O envolvimento de Marisa Marques:
No momento da abordagem, Marisa Marques, identificada como assessora da Secretaria de Governo, tentou impedir a prisão de George Tajra. Ela se apresentou como responsável pelo veículo e afirmou que o advogado seria primo do governador Rafael Fonteles, o que, segundo ela, tornaria a prisão ilegal. Marisa, além de tentar impedir a retirada de George do veículo com força física, proferiu palavras de baixo calão contra os policiais, xingando-os e ameaçando-os.
Apesar de sua tentativa de interferir na prisão, Marisa foi autuada em flagrante por favorecimento pessoal, desacato e desobediência. Ela foi liberada após pagar fiança.
O Indiciamento e as consequências legais:
Após a análise de todos os elementos de prova, o delegado responsável pela investigação, Jorge Terceiro, indiciou George Moreira Tajra Melo por tentativa de homicídio duplamente qualificado. A primeira qualificadora foi o fato de o crime ter sido cometido contra um agente de segurança pública, e a segunda, pela maneira dissimulada com que o advogado agiu, atacando a vítima sem qualquer sinal de agressividade ou provocação, tornando impossível a defesa do policial.

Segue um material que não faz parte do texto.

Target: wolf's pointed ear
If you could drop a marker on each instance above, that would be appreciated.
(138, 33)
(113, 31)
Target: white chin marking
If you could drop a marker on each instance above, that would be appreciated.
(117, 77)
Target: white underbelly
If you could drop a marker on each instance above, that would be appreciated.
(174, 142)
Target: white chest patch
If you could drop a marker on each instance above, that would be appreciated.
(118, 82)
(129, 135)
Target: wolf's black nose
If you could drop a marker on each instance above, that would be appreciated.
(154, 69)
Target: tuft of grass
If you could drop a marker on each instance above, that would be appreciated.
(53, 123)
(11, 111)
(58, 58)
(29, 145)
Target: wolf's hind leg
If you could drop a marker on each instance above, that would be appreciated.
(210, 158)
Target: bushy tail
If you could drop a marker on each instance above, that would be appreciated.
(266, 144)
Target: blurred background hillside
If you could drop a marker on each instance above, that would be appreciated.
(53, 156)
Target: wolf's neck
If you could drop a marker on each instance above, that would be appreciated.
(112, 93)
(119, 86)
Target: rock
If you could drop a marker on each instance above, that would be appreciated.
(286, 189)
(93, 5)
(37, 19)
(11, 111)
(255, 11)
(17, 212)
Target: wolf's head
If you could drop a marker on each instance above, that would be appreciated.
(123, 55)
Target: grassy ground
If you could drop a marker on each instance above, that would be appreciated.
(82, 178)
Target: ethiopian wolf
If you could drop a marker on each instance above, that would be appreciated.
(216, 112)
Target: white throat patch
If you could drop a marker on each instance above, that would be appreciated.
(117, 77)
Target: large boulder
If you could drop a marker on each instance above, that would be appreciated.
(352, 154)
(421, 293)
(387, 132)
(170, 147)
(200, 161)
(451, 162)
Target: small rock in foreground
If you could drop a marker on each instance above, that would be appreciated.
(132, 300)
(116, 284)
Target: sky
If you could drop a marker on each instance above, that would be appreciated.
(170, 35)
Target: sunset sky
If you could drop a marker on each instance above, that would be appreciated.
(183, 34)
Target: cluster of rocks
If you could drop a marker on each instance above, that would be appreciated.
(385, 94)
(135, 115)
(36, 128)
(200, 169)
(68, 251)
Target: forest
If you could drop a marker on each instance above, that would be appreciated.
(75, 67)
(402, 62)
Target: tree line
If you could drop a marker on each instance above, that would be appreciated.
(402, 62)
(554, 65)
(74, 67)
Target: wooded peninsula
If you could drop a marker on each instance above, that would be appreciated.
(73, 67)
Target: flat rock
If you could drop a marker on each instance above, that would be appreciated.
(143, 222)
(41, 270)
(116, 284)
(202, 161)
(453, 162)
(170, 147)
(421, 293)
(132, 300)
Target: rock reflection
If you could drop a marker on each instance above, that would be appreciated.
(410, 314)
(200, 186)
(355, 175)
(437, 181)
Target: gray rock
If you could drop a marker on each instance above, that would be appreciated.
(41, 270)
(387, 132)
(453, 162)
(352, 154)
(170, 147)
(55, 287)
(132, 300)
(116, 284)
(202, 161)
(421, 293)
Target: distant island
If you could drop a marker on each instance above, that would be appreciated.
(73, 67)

O indiciamento de George Tajra, que já possui histórico como advogado, agrava a situação, pois ele enfrentará acusações severas de tentativa de homicídio, podendo ser preso por um crime de grande gravidade. Além disso, a qualificação de "duplamente qualificado" destaca a frieza com que o advogado agiu, evidenciando a tentativa de eliminar um policial sem qualquer chance de defesa.
Em relação a Marisa Marques, a assessora foi indiciada por favorecimento pessoal, pois forneceu seu carro para facilitar a fuga de George Tajra, além de ter desacatado as autoridades. A situação dela também é séria, pois suas ações podem ser vistas como uma tentativa de obstrução da justiça, o que pode trazer sérias repercussões para sua carreira e para sua ligação com o governo estadual.
Impactos para o governo do Piauí e o Palácio de Karnak:
O envolvimento de Marisa Marques, uma assessora direta da Secretaria de Governo, traz um impacto político significativo para o governo de Rafael Fonteles. A tentativa de obstrução da ação policial por parte de uma figura ligada diretamente ao Palácio de Karnak pode gerar um desgaste na imagem do governo, principalmente se a ligação com o acusado for mais aprofundada. O caso levanta questionamentos sobre a influência de figuras políticas em investigações policiais e pode afetar a confiança da população nas instituições de segurança pública.
Além disso, o fato de Marisa Marques ter tentado impedir a prisão com base em uma alegada relação de parentesco com o governador levanta dúvidas sobre a imparcialidade de certas autoridades e pode afetar a confiança pública nas ações do governo estadual.
Em termos legais, tanto o advogado quanto a assessora enfrentam sérias acusações que podem resultar em penas severas. O caso continuará a ser acompanhado de perto pela sociedade, pela mídia e pelas autoridades, já que ele envolve figuras de destaque no cenário político e jurídico do Piauí.